Oudtshoorn karoo rain video

Image via Twitter: Oudtshoorn Municipal

Watch: Oudtshoorn rejoices as much-needed rain breaks Karoo drought

River beds which were once bone dry, transformed into gushing torrents.

Oudtshoorn karoo rain video

Image via Twitter: Oudtshoorn Municipal

Oudtshoorn and surrounding towns in the Klein Karoo have welcomed a steady wave of rainfall which washed over the parched landscape this past weekend.

As South Africa continues to battle a debilitating drought, which has been especially harsh on communities in the arid Karoo, a weekend of torrential rainfall has afforded small towns a welcomed reprieve.
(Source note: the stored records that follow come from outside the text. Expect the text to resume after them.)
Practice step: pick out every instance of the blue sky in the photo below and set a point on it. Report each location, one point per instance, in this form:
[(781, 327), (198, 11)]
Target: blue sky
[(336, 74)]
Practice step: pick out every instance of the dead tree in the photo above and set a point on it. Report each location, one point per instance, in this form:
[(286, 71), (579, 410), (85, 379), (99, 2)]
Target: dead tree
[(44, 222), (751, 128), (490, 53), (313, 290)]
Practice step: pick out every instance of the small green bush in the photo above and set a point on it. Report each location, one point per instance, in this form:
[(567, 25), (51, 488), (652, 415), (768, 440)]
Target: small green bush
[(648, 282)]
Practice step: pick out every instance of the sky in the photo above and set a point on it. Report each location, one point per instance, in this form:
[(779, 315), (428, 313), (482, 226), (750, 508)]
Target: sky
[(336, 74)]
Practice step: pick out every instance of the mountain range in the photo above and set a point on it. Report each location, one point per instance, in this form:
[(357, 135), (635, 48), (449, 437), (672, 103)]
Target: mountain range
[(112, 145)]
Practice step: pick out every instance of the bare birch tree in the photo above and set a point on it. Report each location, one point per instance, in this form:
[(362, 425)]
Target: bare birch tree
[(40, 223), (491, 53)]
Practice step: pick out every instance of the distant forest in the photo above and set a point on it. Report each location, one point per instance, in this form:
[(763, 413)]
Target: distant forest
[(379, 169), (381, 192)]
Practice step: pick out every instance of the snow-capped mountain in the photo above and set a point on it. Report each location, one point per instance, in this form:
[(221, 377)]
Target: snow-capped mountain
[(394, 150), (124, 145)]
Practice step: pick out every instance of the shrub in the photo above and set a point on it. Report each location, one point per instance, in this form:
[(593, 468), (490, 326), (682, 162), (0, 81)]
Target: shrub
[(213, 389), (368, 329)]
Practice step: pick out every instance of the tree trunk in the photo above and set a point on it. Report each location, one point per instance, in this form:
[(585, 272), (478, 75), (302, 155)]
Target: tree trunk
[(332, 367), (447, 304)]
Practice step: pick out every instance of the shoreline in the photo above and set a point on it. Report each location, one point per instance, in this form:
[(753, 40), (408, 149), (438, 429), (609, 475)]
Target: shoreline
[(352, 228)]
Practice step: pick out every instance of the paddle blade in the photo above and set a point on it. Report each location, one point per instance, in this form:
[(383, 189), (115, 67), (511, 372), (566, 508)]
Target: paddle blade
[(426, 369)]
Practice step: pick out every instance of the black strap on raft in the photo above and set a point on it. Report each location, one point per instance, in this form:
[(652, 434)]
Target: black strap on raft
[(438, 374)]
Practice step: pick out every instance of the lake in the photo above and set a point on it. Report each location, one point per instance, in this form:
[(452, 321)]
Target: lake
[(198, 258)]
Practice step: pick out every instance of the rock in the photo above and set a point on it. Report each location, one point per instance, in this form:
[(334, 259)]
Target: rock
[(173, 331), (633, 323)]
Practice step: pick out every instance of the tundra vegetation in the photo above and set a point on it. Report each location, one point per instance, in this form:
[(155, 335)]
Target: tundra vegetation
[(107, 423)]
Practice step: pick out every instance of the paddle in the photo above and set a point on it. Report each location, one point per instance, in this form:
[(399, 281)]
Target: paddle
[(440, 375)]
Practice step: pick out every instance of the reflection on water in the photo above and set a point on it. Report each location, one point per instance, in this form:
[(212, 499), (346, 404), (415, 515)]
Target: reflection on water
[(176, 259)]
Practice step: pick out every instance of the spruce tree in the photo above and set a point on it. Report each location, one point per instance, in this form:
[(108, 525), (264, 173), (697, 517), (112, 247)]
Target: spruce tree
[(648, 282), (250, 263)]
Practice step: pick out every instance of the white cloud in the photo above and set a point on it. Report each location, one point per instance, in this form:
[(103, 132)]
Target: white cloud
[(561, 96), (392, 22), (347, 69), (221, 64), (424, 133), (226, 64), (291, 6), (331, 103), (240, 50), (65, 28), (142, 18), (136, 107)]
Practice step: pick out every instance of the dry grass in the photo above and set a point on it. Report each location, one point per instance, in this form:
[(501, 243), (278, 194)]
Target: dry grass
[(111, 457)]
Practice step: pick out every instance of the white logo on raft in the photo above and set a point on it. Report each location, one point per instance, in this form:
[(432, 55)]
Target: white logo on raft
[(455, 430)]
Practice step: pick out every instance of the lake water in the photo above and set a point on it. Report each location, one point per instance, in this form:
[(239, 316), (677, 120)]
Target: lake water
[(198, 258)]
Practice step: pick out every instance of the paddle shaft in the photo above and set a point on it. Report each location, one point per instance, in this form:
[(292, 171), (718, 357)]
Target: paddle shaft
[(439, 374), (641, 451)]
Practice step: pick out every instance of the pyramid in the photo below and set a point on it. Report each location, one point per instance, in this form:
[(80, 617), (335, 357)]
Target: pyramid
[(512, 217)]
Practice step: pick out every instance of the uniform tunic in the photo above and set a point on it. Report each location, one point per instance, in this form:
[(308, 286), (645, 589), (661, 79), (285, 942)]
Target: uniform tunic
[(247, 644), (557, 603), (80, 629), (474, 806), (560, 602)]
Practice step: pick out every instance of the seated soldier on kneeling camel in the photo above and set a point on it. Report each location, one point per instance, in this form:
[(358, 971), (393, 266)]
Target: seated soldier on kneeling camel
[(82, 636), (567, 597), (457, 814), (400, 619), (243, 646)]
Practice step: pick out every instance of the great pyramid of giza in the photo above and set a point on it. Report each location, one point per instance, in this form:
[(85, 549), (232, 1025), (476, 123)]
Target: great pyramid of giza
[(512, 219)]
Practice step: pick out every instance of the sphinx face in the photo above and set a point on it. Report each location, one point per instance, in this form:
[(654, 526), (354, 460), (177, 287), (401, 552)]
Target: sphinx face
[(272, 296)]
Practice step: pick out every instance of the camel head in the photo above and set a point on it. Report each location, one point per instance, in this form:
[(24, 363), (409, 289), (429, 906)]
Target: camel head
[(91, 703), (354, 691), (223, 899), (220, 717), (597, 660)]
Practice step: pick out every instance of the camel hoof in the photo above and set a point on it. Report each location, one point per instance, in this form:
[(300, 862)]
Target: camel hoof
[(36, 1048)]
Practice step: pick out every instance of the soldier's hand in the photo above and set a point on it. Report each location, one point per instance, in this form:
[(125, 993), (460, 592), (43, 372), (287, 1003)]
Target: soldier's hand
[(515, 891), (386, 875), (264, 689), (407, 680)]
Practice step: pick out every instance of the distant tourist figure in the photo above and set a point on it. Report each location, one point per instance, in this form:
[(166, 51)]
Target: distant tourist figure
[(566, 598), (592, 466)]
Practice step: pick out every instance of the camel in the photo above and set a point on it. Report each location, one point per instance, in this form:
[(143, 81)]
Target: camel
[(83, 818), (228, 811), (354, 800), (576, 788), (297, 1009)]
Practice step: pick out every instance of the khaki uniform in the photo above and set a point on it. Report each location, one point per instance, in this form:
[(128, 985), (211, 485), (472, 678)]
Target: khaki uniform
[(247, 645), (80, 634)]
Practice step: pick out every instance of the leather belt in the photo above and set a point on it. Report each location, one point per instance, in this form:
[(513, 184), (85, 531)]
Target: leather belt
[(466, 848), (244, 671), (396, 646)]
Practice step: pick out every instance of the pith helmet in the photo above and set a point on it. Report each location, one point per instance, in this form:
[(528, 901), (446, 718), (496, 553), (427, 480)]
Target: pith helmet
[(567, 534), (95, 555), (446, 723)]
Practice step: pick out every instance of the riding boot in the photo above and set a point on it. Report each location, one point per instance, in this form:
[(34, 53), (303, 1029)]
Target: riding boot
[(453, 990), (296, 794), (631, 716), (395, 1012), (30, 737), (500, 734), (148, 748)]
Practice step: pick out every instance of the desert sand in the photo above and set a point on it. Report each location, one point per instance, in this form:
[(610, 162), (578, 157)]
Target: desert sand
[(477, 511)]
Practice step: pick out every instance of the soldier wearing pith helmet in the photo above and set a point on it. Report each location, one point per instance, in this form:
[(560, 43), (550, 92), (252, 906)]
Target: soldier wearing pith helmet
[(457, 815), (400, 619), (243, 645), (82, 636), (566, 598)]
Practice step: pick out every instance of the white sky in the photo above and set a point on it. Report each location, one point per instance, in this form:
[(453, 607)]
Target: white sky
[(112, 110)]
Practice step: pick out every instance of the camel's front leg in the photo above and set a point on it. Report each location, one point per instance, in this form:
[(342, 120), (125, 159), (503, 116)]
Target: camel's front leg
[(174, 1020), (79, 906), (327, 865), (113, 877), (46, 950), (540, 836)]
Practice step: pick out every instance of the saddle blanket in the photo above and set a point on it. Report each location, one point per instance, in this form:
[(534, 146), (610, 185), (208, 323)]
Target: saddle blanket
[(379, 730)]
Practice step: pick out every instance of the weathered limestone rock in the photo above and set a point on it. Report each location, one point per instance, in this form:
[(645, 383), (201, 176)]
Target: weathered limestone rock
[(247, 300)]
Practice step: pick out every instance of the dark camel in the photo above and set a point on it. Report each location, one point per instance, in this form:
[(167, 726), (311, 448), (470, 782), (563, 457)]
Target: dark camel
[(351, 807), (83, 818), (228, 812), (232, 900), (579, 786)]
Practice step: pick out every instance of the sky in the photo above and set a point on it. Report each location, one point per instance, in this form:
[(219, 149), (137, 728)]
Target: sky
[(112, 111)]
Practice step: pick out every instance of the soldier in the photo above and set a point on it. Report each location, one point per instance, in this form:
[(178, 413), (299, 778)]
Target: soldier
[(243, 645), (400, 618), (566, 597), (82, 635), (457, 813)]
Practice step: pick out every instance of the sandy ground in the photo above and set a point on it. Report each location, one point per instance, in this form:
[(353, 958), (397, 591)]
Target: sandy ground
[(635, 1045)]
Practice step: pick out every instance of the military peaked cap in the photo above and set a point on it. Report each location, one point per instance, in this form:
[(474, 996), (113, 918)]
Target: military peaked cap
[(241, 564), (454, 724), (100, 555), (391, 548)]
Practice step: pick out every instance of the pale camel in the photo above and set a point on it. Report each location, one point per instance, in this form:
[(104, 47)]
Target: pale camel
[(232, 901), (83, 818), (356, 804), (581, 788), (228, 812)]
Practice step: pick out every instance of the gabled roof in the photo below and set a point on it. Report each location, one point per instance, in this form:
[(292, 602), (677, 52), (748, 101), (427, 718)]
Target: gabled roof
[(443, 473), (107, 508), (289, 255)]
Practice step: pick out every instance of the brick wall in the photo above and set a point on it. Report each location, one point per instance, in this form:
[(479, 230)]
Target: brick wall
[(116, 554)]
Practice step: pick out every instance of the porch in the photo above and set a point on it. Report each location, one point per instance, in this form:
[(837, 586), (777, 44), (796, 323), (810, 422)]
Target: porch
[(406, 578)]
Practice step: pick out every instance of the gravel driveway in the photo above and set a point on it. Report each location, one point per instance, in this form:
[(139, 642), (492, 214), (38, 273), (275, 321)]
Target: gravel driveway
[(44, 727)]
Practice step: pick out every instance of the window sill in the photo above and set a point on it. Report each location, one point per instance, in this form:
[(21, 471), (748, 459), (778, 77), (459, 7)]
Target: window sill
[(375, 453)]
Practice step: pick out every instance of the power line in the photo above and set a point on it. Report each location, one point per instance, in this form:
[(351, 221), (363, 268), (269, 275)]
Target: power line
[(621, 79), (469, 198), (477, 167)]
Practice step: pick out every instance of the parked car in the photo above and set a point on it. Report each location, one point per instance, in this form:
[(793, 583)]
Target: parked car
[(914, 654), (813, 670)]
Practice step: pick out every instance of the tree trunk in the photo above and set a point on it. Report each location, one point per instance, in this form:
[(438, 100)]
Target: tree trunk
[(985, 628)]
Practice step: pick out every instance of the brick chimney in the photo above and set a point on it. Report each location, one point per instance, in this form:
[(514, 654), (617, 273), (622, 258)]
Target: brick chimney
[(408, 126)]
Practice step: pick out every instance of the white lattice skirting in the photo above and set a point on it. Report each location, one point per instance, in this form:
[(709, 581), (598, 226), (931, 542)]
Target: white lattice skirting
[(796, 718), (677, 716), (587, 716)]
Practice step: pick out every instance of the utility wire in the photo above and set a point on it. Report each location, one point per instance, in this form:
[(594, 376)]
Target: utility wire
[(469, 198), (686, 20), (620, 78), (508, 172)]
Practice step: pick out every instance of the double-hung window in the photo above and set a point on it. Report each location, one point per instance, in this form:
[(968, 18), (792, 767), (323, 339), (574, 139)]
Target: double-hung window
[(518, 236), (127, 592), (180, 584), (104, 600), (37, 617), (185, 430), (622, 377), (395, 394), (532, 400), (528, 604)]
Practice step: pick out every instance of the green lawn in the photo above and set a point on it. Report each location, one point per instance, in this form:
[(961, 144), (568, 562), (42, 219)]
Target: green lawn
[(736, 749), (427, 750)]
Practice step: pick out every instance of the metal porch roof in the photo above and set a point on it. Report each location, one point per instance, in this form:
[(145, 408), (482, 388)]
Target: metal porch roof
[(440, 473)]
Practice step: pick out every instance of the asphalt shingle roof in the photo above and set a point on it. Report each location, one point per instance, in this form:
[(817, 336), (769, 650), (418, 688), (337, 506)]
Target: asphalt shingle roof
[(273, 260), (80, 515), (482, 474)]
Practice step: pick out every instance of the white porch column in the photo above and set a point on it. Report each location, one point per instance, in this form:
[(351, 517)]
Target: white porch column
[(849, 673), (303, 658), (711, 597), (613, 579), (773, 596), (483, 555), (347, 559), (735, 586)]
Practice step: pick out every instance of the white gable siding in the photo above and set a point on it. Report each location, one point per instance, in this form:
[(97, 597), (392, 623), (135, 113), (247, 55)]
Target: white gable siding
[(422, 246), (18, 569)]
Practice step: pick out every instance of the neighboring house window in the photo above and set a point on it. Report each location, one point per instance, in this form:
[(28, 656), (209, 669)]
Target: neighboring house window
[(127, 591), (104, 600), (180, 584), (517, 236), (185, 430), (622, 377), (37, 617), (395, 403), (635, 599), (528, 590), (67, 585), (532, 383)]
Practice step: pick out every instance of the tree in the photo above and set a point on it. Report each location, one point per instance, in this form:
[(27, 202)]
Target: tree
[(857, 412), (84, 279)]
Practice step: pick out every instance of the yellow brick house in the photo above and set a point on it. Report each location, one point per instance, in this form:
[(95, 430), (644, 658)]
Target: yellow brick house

Cloud bursts in the Karoo, which began on Friday 17 January, persisted throughout the weekend, resulting in torrents of sacred water flowing through once-barren riverbeds and into thirsty dams.

Watch: Oudtshoorn dam levels increase after rain

According to Oudtshoorn Municipality senior manager for water and sewerage Chris Swart, rain in excess of 50mm soaked vital catchment areas and raised dam levels by almost 4%. Speaking about the rainfall and its impact on the Koos Raubenheimer Dam, which is fed by the Grobbelaars River, Swart said:

“The dam level at that stage has risen from 39.7% on Friday to just over 43% and water is still flowing in strongly into the dam.”

The sudden increase in dam levels serves as a major boost to the area’s agricultural prospects, especially in light of sharp decreases despite good rainfall earlier in January. Last week, the town experienced its first major heat wave of 2020, with temperatures soaring to 45 degrees Celsius.

No flood-related damage reported

Luckily, the heat wave, which came with a warning from the South African Weather Service (SAWS), was broken by rainfall and thunderstorms.

The deluge, which was fortunately intensely focused on catchment areas, did lead to road closures in Oudtshoorn, with streets adjacent to the Grobblelaars River being submerged. Still, while road closures and electrical disruptions were reported, flash flooding, which occurred earlier in January, was kept at bay.

According to the municipality’s disaster management team, no severe damages were reported as a result of overflowing rivers.

SAWS reports that isolated showers are expected to continue to quench the thirst of Oudtshoorn and surrounding areas for the first half of the week. The weather is expected to clear on Thursday 23 January.